Shevek’s concern with the whole is contrasted with Takver’s appreciation for the minute details of the here and now, the infinity that can be found in a single space or moment. She captures in life the eternity that Shevek thinks is only possible in death. In this moment, as in others, she provides a different perspective that enriches Shevek's own. Her vitality saves Shevek from stasis—just as revolutionary spirit saves society from stagnation.
Vea and Shevek are foils: total opposites, antithetical to each other, and yet they each find the other deeply compelling. Vea, as a representation of Ioti luxury, clashes against Shevek’s Anarresti beliefs.

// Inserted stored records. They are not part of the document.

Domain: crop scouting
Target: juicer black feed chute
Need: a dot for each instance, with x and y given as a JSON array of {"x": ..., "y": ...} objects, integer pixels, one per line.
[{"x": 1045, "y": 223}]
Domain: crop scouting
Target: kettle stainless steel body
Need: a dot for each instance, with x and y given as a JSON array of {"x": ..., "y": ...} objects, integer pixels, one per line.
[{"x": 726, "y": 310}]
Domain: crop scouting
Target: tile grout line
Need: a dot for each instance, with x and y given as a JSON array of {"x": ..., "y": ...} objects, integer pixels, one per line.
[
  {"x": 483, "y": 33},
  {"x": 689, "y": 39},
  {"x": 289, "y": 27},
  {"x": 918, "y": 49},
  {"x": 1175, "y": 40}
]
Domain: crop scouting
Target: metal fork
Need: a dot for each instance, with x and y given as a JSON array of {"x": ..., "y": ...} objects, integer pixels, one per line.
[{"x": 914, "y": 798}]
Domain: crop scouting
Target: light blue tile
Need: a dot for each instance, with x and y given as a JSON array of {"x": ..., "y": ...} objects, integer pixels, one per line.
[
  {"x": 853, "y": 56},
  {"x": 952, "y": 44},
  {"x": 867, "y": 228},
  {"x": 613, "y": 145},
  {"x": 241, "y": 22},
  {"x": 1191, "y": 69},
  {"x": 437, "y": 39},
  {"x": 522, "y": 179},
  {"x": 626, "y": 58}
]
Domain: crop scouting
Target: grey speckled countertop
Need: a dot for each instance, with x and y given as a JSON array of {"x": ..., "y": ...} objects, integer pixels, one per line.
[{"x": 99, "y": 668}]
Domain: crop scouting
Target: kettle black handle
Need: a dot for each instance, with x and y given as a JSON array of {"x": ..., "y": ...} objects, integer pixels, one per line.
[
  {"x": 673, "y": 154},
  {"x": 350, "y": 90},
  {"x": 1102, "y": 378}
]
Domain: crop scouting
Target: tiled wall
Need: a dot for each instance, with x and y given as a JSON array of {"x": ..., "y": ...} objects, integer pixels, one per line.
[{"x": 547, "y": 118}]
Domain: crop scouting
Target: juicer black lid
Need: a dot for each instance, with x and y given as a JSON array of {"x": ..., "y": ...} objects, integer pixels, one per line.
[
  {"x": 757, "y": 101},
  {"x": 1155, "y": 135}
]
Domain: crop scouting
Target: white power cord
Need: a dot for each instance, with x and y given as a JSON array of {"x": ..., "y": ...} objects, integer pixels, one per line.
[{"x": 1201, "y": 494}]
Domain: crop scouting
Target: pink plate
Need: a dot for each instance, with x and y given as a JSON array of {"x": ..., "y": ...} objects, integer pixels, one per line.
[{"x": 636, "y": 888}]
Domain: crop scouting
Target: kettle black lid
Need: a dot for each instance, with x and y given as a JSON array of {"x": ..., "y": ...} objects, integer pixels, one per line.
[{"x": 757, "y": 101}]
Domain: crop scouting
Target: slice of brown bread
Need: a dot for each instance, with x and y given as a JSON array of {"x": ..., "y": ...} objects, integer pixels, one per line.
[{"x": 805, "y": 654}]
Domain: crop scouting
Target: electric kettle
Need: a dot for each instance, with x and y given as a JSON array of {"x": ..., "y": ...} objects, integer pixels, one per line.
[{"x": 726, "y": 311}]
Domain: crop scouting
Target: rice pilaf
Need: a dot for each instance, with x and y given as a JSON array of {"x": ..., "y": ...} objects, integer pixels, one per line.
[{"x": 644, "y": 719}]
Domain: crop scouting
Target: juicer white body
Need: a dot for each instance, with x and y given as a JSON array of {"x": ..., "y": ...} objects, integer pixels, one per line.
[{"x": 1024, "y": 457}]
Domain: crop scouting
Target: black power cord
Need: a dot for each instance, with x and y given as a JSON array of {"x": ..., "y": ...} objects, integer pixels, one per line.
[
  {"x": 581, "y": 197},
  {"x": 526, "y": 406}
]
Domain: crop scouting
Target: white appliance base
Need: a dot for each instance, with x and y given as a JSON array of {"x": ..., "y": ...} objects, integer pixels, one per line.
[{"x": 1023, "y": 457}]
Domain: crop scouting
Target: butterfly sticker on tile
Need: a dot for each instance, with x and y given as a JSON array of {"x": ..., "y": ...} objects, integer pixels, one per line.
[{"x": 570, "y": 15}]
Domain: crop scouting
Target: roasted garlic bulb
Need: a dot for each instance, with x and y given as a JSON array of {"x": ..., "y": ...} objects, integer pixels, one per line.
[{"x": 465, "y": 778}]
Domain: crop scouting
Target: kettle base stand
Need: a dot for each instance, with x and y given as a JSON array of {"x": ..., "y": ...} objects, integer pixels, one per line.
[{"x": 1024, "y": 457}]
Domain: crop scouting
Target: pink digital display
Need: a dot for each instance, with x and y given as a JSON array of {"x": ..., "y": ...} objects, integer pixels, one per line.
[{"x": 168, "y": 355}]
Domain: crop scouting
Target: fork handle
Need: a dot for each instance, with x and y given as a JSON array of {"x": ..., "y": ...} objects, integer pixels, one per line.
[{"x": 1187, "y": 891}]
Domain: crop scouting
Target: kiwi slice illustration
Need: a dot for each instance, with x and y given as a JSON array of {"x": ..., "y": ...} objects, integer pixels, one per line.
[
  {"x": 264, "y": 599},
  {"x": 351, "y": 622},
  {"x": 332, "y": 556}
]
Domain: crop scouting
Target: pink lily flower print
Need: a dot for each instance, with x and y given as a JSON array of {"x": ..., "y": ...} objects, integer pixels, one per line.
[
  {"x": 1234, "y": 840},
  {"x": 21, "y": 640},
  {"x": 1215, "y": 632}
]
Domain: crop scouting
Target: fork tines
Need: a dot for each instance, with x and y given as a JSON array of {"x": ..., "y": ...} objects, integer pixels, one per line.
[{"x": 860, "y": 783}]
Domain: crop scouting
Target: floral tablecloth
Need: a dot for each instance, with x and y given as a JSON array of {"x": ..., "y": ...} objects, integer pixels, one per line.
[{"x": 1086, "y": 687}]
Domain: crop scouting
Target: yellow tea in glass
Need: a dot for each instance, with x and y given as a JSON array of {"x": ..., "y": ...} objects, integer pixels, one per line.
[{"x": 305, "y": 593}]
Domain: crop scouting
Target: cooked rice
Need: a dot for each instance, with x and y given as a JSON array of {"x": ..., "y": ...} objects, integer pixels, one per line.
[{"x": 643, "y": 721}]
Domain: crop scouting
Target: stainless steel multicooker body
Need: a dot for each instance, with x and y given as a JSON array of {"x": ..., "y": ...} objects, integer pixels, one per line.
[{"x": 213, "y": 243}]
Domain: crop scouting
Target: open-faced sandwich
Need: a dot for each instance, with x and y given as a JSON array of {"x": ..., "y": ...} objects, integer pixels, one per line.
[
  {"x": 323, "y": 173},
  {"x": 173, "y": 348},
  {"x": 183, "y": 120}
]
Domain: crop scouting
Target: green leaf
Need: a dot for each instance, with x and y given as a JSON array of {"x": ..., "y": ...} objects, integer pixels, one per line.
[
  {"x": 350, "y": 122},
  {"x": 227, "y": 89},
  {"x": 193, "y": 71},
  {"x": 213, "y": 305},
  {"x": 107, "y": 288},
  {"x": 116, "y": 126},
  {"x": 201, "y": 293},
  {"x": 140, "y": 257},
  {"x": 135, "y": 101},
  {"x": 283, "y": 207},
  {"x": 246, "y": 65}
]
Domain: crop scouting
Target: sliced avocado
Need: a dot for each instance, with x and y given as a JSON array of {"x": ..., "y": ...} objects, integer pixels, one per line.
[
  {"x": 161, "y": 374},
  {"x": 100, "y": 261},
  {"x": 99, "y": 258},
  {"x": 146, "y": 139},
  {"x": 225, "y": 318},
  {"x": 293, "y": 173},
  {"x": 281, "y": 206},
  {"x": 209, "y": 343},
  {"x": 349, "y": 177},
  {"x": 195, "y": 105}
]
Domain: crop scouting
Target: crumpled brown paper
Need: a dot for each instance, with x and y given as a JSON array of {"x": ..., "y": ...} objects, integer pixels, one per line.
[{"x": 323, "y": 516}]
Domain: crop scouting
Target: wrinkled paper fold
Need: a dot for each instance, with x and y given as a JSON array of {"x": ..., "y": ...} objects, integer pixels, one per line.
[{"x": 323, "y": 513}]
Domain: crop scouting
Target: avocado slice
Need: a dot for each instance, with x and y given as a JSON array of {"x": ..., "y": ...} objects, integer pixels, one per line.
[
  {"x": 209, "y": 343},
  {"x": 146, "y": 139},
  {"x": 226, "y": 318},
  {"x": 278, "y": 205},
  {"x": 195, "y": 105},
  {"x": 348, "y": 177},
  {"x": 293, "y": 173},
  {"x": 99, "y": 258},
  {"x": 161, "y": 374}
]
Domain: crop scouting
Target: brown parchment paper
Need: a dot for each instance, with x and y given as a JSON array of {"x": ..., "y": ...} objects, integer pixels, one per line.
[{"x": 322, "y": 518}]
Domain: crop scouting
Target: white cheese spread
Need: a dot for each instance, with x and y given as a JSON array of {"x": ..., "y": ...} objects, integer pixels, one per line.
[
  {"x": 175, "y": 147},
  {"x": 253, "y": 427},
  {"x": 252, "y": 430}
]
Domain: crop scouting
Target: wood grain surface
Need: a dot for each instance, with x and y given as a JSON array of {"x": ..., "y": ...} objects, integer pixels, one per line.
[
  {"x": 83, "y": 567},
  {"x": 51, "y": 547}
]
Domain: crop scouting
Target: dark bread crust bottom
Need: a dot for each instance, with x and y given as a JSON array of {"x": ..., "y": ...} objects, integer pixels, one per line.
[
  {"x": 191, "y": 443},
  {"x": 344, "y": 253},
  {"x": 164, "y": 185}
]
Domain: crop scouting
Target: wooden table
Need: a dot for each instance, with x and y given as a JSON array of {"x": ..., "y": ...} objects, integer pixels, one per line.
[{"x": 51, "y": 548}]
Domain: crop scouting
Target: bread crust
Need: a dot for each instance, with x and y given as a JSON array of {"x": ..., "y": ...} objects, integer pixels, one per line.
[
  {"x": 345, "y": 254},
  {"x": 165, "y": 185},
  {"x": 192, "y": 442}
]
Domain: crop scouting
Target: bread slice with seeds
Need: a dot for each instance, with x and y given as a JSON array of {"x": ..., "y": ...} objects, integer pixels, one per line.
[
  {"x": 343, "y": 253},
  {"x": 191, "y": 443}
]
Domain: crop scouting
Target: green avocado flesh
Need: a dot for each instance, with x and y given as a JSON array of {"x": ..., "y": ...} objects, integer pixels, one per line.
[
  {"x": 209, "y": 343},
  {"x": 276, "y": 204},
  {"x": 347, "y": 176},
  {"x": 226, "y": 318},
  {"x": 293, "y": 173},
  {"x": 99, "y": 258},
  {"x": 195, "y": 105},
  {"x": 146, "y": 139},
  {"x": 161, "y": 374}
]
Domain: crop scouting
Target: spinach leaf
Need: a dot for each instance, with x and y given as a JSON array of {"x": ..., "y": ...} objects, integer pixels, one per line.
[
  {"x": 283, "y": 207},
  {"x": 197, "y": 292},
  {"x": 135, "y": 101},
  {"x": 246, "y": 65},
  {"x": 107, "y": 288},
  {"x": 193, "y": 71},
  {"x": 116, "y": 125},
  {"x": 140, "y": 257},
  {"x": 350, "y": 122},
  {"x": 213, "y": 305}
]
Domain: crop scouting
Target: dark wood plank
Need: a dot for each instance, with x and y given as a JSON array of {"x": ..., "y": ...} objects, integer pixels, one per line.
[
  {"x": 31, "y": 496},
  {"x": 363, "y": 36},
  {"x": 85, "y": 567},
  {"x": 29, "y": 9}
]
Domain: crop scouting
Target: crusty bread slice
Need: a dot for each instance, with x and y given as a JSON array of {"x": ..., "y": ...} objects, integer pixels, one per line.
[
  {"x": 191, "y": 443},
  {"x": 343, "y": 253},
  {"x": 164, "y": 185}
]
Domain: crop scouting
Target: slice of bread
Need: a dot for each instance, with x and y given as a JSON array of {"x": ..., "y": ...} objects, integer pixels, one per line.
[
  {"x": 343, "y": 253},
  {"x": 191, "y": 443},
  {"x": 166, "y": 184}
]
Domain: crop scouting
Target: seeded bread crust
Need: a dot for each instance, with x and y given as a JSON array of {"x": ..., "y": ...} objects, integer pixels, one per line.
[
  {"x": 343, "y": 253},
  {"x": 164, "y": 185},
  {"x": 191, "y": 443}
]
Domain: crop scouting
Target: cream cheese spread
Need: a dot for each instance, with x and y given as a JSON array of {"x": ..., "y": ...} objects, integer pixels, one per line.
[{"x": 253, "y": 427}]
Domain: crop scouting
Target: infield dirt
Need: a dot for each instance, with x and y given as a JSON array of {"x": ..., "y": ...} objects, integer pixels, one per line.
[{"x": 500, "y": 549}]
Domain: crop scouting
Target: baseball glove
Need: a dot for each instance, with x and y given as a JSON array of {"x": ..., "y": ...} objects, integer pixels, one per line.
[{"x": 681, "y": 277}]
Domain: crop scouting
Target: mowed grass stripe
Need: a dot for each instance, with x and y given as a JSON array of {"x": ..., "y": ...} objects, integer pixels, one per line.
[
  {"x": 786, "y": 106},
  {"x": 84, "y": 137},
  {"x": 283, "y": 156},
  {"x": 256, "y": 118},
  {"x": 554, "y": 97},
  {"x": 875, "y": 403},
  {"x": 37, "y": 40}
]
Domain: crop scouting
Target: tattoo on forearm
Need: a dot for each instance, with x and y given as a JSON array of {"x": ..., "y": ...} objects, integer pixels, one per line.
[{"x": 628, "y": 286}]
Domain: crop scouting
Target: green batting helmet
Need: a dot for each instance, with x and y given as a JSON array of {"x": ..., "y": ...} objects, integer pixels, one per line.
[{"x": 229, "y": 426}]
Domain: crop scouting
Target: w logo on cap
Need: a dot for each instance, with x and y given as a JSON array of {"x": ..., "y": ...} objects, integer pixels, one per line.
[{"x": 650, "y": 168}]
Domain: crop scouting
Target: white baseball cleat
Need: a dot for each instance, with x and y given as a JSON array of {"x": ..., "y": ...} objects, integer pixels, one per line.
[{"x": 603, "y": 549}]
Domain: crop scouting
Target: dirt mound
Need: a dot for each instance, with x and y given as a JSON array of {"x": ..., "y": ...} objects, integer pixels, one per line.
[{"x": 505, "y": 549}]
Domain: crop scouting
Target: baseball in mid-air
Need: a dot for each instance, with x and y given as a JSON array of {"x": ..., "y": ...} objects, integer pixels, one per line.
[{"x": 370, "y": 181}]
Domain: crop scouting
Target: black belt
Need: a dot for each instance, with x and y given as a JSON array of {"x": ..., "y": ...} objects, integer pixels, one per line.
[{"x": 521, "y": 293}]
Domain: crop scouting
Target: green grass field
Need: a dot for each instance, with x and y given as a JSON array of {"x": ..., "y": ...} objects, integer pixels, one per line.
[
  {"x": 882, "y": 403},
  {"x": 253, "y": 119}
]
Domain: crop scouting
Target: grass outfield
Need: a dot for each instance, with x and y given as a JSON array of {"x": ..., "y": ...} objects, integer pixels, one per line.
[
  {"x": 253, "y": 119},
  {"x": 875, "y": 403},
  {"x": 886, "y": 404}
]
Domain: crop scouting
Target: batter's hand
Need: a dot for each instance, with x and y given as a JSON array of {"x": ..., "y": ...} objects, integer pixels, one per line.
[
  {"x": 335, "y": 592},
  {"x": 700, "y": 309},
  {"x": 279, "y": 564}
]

Her total commitment to materialism and commerce forces Shevek to defend Odonianism in the presence of someone whose life starkly contrasts its tenets. Their discussions and debates have the effect of steel on steel, sharpening each other to a point.
Vea also helps Shevek better understand Ioti femininity, which is deeply foreign to him. Vea embodies everything about Ioti femininity that compels Shevek, almost in spite of himself, an ideal of femininity that he sees as underlying not just the woman herself but all of Ioti culture:
She was so elaborately and ostentatiously a female body that she seemed scarcely to be a human being. She incarnated all the sexuality the Ioti repressed into their dreams, their novels and poetry, their endless paintings of female nudes, their music, their architecture with its curves and domes, their candies, their baths, their mattresses. She was the woman in the table.
In this passage, the idea that Ioti femininity is somehow antithetical to personhood functions both as an observation of Ioti culture and an insight into Shevek's Anarresti perspective. He struggles to see Vea as a human—is that a function of Ioti misogyny or Shevek's own sexism? Shevek’s potential for sexism has grown as he is steeped in Ioti culture, but its manifestation is notably rooted in Anarresti ideals. Vea functions as a character to help the reader to understand how much and in what ways Shevek has become accustomed to life on Urras.